Are you struggling with greasy hair? Maybe also scalp problems or brittle ends? Hand on heart: can you remember the last time you changed your hairbrush? In fact, like our toothbrush, it should be replaced regularly, otherwise, hair problems can arise. We'll tell you how often you should change your hairbrush.
Brittle hair and a quick greasy approach can be the receipt for not changing your hairbrush often enough.
We'll tell you when you should change your brush.
For us, it seems quite normal to regularly exchange our everyday objects. Whether toothbrushes, towels, washcloths, or bed linen - for reasons of hygiene, these things should be washed more than too little or replaced. But what about our hairbrush?
The hygienic condition of our hairbrushes is often underestimated. We only change the good piece when the bristles are bent or failed. Our brush is used several times a day: And not just on freshly washed hair ...
Over time, bacteria, dead skin cells, grease, styling residues, and germs collect between the bristles through use. Sounds disgusting? It is - at least after a while! This can lead to nasty hair problems: For example, a quickly greasy approach or even brittle hair lengths.
Once we have found a brush that we like, corresponds to our hair type, achieves the desired effect, does not pull, and does not hurt the scalp, we naturally want to stick with it as long as possible.

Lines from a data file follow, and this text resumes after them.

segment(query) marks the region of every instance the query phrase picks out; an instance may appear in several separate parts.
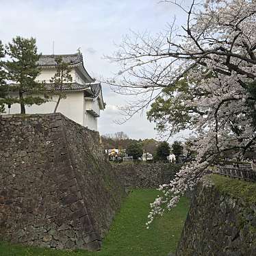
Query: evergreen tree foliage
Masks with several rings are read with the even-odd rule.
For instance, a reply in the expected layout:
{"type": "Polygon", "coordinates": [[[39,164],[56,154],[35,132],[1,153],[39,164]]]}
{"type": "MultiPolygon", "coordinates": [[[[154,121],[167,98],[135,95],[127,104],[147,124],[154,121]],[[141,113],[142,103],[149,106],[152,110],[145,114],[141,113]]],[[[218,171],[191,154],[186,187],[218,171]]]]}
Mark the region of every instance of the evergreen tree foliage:
{"type": "Polygon", "coordinates": [[[167,157],[170,155],[170,149],[169,144],[164,141],[161,142],[157,148],[157,158],[159,160],[167,160],[167,157]]]}
{"type": "Polygon", "coordinates": [[[136,160],[142,156],[142,146],[140,143],[131,143],[126,149],[126,153],[129,156],[132,156],[133,159],[136,160]]]}
{"type": "Polygon", "coordinates": [[[72,81],[72,76],[71,75],[71,68],[68,63],[64,62],[60,56],[57,56],[55,61],[57,63],[57,71],[54,76],[51,77],[50,81],[54,85],[52,93],[54,93],[55,95],[57,94],[58,98],[53,113],[56,112],[60,100],[65,99],[66,97],[64,92],[64,84],[72,81]]]}
{"type": "Polygon", "coordinates": [[[25,114],[26,105],[40,105],[48,100],[40,96],[45,94],[44,84],[36,81],[40,72],[37,64],[40,55],[33,38],[17,36],[5,48],[10,57],[5,64],[8,69],[8,79],[14,83],[8,86],[9,95],[12,103],[21,105],[21,113],[25,114]]]}
{"type": "Polygon", "coordinates": [[[4,103],[7,94],[6,71],[4,69],[4,62],[2,58],[5,57],[3,45],[0,40],[0,113],[5,110],[4,103]]]}
{"type": "Polygon", "coordinates": [[[183,154],[183,147],[181,142],[175,141],[172,144],[172,152],[176,157],[176,162],[179,162],[180,156],[183,154]]]}

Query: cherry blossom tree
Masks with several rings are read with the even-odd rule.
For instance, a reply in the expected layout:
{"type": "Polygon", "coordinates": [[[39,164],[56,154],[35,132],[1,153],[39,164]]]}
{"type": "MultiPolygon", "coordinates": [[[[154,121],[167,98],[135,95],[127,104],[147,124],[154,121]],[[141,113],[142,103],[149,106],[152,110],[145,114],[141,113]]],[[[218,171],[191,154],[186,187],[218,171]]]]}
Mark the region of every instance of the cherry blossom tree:
{"type": "Polygon", "coordinates": [[[175,207],[222,154],[233,151],[242,157],[256,140],[256,1],[162,2],[180,8],[185,25],[179,28],[174,21],[155,36],[132,32],[109,57],[120,71],[108,83],[119,93],[142,97],[124,108],[127,118],[168,92],[170,107],[183,107],[185,118],[179,129],[177,118],[166,122],[173,132],[188,124],[194,133],[195,160],[159,187],[148,225],[175,207]]]}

In order to be able to use your hairbrush for as long as possible, there are a few things you should consider to keep your brush hygienic. Caution: Simply removing the hair that has fallen out is not enough! You should properly clean your hairbrush about once a month.
Plastic brushes can be washed out with baking soda, shampoo, or soap. Simply put in a water bath, put in the brush, and enrich it with your preferred cleaning agent. Leave on for a few minutes, then wash off as well as possible.

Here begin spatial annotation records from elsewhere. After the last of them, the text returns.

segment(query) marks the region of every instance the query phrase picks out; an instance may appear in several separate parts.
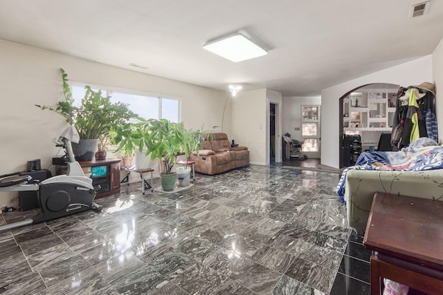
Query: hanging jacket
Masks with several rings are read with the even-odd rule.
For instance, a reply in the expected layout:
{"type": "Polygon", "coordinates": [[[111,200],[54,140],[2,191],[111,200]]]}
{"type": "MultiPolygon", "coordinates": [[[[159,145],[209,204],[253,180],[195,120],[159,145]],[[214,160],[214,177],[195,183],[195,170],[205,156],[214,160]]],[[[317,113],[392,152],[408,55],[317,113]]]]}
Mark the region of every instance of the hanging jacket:
{"type": "Polygon", "coordinates": [[[401,136],[401,146],[427,136],[426,122],[417,102],[415,91],[410,91],[409,104],[401,136]]]}
{"type": "Polygon", "coordinates": [[[433,94],[430,91],[426,93],[428,109],[424,114],[424,119],[426,124],[426,133],[428,137],[438,142],[438,133],[437,130],[437,118],[432,111],[433,94]]]}

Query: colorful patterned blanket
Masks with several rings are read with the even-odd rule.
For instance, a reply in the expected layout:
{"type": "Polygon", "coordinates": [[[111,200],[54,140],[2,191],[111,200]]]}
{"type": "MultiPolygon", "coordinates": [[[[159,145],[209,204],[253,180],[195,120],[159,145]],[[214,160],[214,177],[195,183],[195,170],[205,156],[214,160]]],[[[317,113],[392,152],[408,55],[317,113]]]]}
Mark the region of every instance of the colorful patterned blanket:
{"type": "Polygon", "coordinates": [[[443,169],[443,146],[433,140],[422,137],[399,151],[362,153],[355,166],[346,168],[340,178],[336,193],[345,202],[346,173],[351,169],[418,171],[443,169]]]}

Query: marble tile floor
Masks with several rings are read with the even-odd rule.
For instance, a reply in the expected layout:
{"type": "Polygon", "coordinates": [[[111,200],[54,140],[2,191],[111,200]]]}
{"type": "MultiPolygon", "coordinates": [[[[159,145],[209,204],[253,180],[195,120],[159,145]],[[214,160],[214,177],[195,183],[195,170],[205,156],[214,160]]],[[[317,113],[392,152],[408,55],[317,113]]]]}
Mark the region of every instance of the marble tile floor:
{"type": "Polygon", "coordinates": [[[177,193],[124,184],[96,199],[101,213],[0,233],[0,293],[369,294],[370,252],[346,227],[338,181],[251,165],[177,193]]]}

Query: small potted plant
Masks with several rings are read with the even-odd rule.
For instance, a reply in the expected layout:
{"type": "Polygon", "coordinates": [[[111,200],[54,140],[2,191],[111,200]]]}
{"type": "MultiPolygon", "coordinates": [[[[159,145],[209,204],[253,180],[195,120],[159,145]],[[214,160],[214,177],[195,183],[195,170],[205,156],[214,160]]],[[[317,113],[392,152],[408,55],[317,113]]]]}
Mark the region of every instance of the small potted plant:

The same procedure is suitable for hairbrushes made from natural materials, but use gentle shampoos to avoid damaging the material.

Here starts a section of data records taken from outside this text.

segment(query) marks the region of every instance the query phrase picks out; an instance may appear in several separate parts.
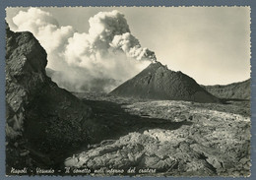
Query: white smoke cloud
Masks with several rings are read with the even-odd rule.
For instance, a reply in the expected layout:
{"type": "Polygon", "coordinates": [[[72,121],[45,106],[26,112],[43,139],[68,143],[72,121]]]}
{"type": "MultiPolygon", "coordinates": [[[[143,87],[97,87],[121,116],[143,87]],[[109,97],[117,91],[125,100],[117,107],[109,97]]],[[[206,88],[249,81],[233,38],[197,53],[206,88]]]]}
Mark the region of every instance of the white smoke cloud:
{"type": "Polygon", "coordinates": [[[89,32],[60,27],[48,12],[38,8],[20,11],[13,18],[16,31],[29,30],[48,54],[51,78],[68,90],[109,91],[132,78],[157,58],[131,34],[124,15],[99,12],[90,18],[89,32]]]}

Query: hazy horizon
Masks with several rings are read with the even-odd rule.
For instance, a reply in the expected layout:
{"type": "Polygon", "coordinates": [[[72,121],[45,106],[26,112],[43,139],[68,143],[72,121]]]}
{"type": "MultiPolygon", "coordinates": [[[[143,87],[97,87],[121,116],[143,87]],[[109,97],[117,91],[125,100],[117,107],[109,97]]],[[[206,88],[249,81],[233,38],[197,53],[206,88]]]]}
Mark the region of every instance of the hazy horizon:
{"type": "MultiPolygon", "coordinates": [[[[56,31],[66,29],[66,31],[62,30],[60,33],[62,35],[60,38],[65,37],[64,33],[70,33],[67,37],[73,36],[73,39],[75,39],[75,34],[88,33],[90,17],[94,17],[98,12],[118,10],[124,15],[131,34],[139,40],[141,46],[154,51],[158,61],[167,65],[168,69],[181,71],[195,79],[200,85],[227,85],[250,78],[249,7],[42,7],[39,9],[45,12],[44,14],[50,15],[51,19],[45,19],[45,22],[49,21],[49,24],[58,27],[53,31],[55,36],[59,35],[56,31]],[[68,26],[70,28],[67,28],[68,26]]],[[[37,29],[28,27],[37,25],[36,21],[33,22],[34,24],[26,24],[29,20],[21,20],[21,14],[20,18],[17,16],[19,12],[28,12],[28,10],[29,8],[6,9],[6,20],[11,30],[37,29]],[[19,25],[14,23],[14,17],[19,25]]],[[[29,19],[32,15],[27,13],[26,16],[29,19]]],[[[40,17],[40,15],[36,16],[40,17]]],[[[38,17],[36,20],[39,19],[38,17]]],[[[39,41],[45,38],[44,43],[52,46],[53,42],[49,38],[52,32],[45,33],[44,30],[43,34],[40,32],[35,34],[35,37],[38,38],[36,35],[39,35],[39,41]]],[[[67,40],[61,39],[59,43],[67,43],[67,40]]],[[[61,50],[67,49],[67,47],[69,46],[65,45],[61,50]]],[[[59,47],[48,52],[50,48],[46,48],[48,55],[60,52],[59,47]]],[[[77,46],[74,46],[72,50],[75,51],[76,48],[77,46]]],[[[83,47],[79,48],[81,51],[83,47]]],[[[84,55],[84,52],[81,51],[81,53],[84,55]]],[[[72,57],[78,55],[79,53],[72,57]]],[[[48,61],[51,60],[48,59],[48,61]]],[[[119,71],[115,75],[109,75],[110,78],[120,75],[123,79],[129,79],[147,66],[147,63],[138,65],[138,67],[140,66],[138,70],[130,72],[128,68],[134,68],[133,62],[128,66],[125,64],[126,62],[122,62],[122,65],[115,64],[116,69],[108,67],[112,63],[110,61],[102,67],[105,68],[105,71],[119,71]],[[124,72],[122,72],[123,67],[127,68],[124,72]]],[[[54,66],[57,67],[57,63],[52,63],[52,67],[54,66]]],[[[100,73],[104,76],[104,72],[100,70],[96,77],[101,75],[100,73]]]]}

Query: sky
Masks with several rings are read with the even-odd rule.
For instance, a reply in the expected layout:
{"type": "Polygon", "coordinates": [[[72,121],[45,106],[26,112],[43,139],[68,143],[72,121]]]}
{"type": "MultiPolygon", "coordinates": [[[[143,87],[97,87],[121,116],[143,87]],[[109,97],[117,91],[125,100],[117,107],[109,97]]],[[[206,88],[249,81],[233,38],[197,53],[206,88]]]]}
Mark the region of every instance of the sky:
{"type": "MultiPolygon", "coordinates": [[[[11,29],[17,30],[14,17],[20,11],[26,12],[28,9],[6,9],[6,20],[11,29]]],[[[75,30],[80,34],[89,33],[91,17],[98,12],[117,10],[124,15],[131,34],[139,40],[140,45],[154,51],[158,61],[167,65],[168,69],[181,71],[201,85],[226,85],[250,78],[249,7],[43,7],[39,9],[48,12],[56,20],[58,27],[70,26],[72,30],[75,30]]],[[[27,18],[29,19],[30,16],[27,18]]],[[[52,24],[55,25],[55,22],[52,24]]],[[[44,38],[43,34],[39,35],[40,38],[44,38]]],[[[83,45],[83,42],[80,44],[83,45]]],[[[140,67],[142,69],[146,65],[140,67]]],[[[127,68],[134,69],[132,65],[127,68]]],[[[115,71],[111,68],[106,70],[115,71]]],[[[124,76],[124,79],[131,78],[138,72],[128,72],[130,75],[124,76]]],[[[109,77],[116,76],[118,75],[109,77]]]]}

Then place the hairbrush on a towel with the bristles facing down and let it dry completely.
Also, if you wash your hairbrush regularly, it will eventually be time for a new brush. Because despite thorough cleaning, the accumulation of germs and bacteria cannot be completely prevented. Not only can they lead to greasy deposits, but in the worst case even damage the scalp and hair - for example in the form of dandruff, skin lichen, or brittle strands of hair.
Depending on the level of use and care, beauty experts recommend buying a new hairbrush after six to twelve months. If you have been lazy to wash, have hair or scalp problems, or just want to be on the safe side, you should replace your hairbrush after six months at the latest.